Tips for road travel
If travel is absolutely necessary, utilize the following steps:
Turn around, don’t drown
Do not attempt to drive through flooded roads. Do not drive around barricades. Delay travel until conditions improve.
Take it easy on the roads
Drastically reduce speeds and take it slow. This is especially true when approaching intersections, ramps, bridges, and shaded areas prone to icing.
Preparation, preparation, preparation
Make sure your gas tank is full. Keep a cell phone, warm clothes, blankets, food, water, a first-aid kit, washer fluid, and an ice scraper in your vehicle.
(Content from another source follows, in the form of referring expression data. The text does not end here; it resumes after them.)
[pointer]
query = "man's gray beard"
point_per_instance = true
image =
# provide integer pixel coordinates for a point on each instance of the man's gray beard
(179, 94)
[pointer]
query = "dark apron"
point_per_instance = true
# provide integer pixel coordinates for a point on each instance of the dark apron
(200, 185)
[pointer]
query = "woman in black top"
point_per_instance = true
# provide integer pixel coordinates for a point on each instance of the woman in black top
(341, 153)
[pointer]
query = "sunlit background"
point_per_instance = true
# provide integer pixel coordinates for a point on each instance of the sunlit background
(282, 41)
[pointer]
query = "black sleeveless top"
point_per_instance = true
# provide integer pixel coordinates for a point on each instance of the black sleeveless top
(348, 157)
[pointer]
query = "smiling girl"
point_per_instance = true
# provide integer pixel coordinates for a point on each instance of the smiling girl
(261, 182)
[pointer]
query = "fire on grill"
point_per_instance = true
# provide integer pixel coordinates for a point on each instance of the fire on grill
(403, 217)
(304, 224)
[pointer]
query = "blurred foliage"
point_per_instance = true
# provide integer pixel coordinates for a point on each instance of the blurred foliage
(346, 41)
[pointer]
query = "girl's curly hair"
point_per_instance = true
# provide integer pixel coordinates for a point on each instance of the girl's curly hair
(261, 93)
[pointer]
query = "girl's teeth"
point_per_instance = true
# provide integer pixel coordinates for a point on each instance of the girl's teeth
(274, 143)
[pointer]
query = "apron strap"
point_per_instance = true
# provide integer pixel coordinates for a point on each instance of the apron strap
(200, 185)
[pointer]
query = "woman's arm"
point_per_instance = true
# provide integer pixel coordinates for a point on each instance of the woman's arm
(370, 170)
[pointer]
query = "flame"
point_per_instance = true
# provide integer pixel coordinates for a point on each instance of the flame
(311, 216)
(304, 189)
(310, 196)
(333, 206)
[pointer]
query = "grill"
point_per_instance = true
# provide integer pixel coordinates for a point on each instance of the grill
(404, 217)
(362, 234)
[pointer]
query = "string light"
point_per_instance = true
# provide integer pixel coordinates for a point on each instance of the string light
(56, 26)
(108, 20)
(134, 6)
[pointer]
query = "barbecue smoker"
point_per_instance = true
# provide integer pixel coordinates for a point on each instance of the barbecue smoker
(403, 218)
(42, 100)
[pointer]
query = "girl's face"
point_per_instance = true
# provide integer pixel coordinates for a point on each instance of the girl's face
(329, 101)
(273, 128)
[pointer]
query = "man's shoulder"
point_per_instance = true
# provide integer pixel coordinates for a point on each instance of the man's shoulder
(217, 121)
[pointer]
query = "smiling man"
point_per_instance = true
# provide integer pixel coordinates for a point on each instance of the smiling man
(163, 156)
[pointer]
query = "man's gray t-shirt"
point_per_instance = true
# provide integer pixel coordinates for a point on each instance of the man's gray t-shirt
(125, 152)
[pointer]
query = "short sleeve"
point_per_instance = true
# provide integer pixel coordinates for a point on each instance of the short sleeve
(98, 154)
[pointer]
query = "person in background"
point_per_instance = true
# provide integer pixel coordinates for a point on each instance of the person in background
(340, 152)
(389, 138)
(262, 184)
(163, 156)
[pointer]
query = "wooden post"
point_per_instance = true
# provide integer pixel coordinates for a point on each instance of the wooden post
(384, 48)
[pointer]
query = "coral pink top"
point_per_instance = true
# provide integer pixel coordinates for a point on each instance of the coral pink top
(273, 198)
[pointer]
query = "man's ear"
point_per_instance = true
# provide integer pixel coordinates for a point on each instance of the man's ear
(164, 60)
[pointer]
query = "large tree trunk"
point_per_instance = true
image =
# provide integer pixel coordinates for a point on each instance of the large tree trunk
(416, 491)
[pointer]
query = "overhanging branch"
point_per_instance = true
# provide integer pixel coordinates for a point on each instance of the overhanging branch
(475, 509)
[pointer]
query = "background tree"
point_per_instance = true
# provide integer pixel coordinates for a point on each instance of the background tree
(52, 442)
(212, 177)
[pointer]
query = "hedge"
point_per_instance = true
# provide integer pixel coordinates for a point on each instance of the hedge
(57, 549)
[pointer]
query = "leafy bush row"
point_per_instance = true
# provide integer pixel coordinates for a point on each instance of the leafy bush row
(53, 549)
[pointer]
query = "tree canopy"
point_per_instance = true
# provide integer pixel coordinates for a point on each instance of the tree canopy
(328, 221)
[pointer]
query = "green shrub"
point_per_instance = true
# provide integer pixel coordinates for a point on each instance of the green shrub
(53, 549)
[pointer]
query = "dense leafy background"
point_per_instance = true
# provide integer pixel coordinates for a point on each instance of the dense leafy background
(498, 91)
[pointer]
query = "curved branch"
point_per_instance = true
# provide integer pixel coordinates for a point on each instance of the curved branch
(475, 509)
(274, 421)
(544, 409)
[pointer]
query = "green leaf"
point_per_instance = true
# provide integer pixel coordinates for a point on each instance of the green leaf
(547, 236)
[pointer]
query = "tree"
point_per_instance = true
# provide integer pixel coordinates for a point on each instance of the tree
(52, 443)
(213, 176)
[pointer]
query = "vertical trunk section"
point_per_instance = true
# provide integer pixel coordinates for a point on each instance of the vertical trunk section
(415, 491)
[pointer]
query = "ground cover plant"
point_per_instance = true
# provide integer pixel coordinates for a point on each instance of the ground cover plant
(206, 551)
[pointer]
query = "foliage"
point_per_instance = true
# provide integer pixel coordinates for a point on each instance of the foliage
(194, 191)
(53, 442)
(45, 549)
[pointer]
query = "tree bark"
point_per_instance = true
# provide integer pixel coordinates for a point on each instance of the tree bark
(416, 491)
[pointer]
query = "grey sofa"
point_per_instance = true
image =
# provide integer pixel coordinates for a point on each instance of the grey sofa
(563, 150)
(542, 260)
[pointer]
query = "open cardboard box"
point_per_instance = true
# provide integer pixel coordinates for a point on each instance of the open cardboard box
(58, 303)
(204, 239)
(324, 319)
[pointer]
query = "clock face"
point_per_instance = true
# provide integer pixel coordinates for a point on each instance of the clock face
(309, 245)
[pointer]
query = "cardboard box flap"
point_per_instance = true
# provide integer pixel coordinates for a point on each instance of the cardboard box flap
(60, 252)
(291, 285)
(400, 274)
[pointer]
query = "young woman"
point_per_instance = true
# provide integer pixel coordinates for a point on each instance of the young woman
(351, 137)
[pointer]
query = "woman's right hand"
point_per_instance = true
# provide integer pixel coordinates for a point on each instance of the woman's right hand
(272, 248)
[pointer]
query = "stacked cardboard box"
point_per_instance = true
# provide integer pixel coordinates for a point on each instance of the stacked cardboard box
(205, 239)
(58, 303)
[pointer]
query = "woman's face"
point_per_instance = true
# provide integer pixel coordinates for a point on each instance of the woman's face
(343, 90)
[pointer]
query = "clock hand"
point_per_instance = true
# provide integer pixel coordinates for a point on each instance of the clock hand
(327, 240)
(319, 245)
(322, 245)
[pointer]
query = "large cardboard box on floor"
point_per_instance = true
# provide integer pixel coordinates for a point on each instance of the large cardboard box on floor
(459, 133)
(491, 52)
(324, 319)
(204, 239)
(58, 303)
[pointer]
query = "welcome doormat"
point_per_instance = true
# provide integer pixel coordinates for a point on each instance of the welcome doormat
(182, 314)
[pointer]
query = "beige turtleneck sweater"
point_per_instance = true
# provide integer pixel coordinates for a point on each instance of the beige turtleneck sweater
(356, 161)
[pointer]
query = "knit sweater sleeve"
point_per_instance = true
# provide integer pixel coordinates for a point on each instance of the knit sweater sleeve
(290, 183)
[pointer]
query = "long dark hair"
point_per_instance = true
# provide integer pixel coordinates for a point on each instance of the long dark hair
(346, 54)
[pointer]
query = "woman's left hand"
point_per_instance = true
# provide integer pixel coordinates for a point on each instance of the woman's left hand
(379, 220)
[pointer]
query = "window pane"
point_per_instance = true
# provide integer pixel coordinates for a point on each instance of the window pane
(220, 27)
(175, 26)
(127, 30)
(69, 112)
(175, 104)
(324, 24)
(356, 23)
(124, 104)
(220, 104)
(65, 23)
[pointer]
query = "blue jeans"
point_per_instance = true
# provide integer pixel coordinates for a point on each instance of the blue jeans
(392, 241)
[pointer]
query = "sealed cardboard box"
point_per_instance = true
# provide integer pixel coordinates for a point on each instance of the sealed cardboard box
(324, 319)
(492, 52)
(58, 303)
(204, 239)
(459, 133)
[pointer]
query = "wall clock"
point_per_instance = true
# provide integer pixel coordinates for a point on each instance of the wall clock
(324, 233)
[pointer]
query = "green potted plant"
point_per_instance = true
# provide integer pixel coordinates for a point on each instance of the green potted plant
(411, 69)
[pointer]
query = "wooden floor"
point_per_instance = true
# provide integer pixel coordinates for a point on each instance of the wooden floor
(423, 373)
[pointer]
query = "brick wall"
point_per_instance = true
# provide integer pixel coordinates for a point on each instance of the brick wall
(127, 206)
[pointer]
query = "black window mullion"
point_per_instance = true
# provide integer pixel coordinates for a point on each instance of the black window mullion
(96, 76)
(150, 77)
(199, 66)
Dial *999 in the Chicagoland area for assistance in case of emergency.
Check the forecast and make sure someone is aware of your route and schedule. Visit the Getting Around Illinois
website for regular updates on Illinois road conditions.
As a public service, we offer road condition maps for both Illinois and Missouri on our website.
Take proper precautions if you’re stuck, are in a crash or your vehicle breaks down
Using handheld phones while driving is illegal in Illinois unless it is an emergency.
If you are involved in a crash or break down, remain inside your vehicle. Your vehicle is the safest form of shelter. Exiting your vehicle into live traffic can have fatal consequences.
Always wear a seat belt, whether you’re sitting in the front seat or back seat. It’s the law. Never get behind the wheel impaired.